Neue Schadstoffmessungen am Fliegerhorst: Volt fordert endlich lückenlose Aufklärung
Nach den alarmierenden Ergebnissen der Schadstoffmessungen des „Vereins für Nachhaltige Stadtentwicklung Oldenburg e.V.“ fordert Volt Oldenburg eine unmittelbare Reaktion der Stadt sowie lückenlose Aufklärung, um langfristige Schäden von der Stadt, ihren Bürger*innen und der Umwelt abzuwenden.
Der gemeinnützige „Verein für Nachhaltige Stadtentwicklung Oldenburg e.V.“ hat Anfang August 2026 Wasser- und Sedimentproben aus der Flugplatzbäke am Peerdebrok/Fliegerhorst untersuchen lassen. Die ersten Ergebnisse sind alarmierend: Im Wasser wurden unter anderem 1,5 µg/l Benzo(a)pyren festgestellt. Auch im Sediment wurden PKA-haltige Stoffe oberhalb des herangezogenen Prüfwertes festgestellt. Diese liegen ebenfalls um ein Vielfaches über dem herangezogenen Prüfwert.
Besonders schwer wiegt für Volt, dass der Rat der Stadt bereits im August 2025 weitere Untersuchungen des ehemaligen Schießstandes beschlossen hat. Der Rat hatte der Stadt den Auftrag erteilt, die ehemalige Schießbahn gründlich zu untersuchen und gegebenenfalls belastete Stoffe fachgerecht zu entsorgen. Inzwischen argumentiert die Verwaltung, dass der Beschluss aufgrund der Einstellung des Umweltstrafverfahrens seiner ursprünglichen Grundlage entbehre. „Ein Ratsbeschluss verschwindet nicht dadurch, dass sich die rechtliche Bewertung eines staatsanwaltschaftlichen Ermittlungsverfahrens verändert“, so Tim Sigl City-Lead von Volt Oldenburg. „Der politische Auftrag zur Aufklärung bleibt bestehen. Wenn jetzt auch noch neue Untersuchungsergebnisse zusätzliche Fragen aufwerfen, ist das vielmehr ein weiterer Grund, den Beschluss umzusetzen.“
Hinzu kommen die weiterhin bestehenden Fragen rund um die Korruptionsvorwürfe im Umfeld der Stadtverwaltung, den Umgang mit der Hinweisgeberin sowie die Rolle beteiligter Gutachter.
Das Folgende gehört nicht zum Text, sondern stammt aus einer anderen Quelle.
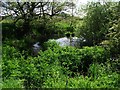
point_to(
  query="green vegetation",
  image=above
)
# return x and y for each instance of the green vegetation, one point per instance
(96, 64)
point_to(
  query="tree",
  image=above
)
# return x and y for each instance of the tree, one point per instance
(96, 21)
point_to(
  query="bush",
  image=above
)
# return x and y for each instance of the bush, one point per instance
(12, 83)
(54, 67)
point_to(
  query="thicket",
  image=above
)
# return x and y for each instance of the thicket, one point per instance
(69, 67)
(59, 67)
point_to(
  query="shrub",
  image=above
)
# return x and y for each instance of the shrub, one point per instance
(12, 83)
(10, 62)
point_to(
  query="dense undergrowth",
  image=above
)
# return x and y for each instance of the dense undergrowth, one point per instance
(57, 67)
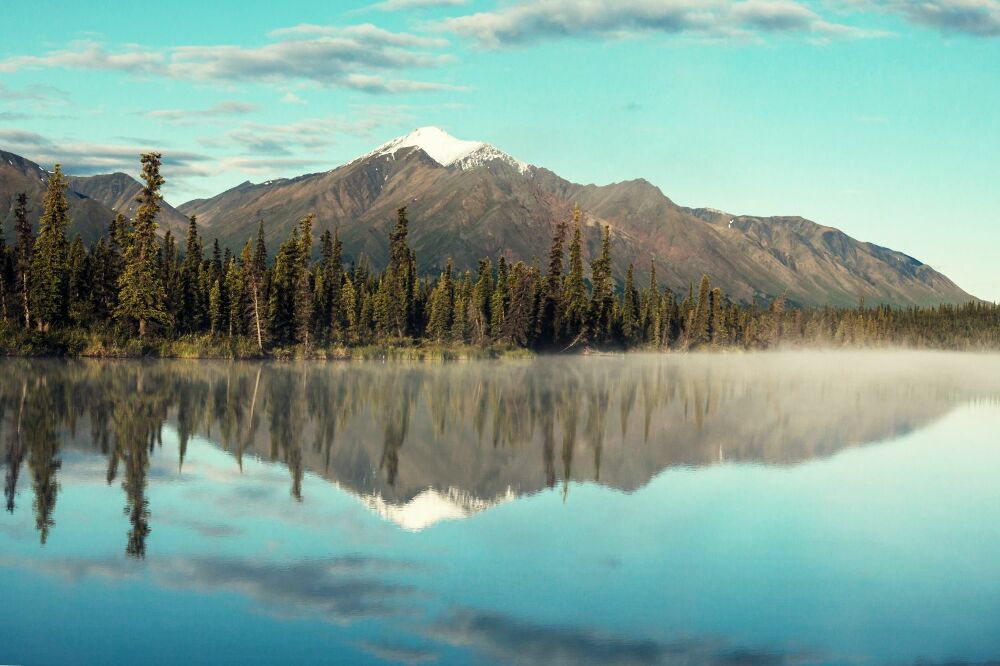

Auch die laufenden Ermittlungen wegen des Verdachts auf Korruption und Betrug zeigen, dass das Thema „Fliegerhorst“ keineswegs abschließend aufgearbeitet ist.
Volt Oldenburg fordert deshalb:
die unverzügliche Umsetzung des Ratsbeschlusses von August 2025,
sofortige unabhängige Untersuchungen und geeignete Bodenschürfungen am ehemaligen Schießstand,
Untersuchungen der möglichen Schadstoffpfade in Boden, Wasser und Grundwasser,
vollständige Transparenz über die Beauftragung und weitere Tätigkeit beteiligter Gutachter,
eine unabhängige Aufarbeitung des Umgangs mit der Hinweisgeberin und
eine transparente Aufarbeitung der Korruptionsvorwürfe und laufenden Ermittlungen.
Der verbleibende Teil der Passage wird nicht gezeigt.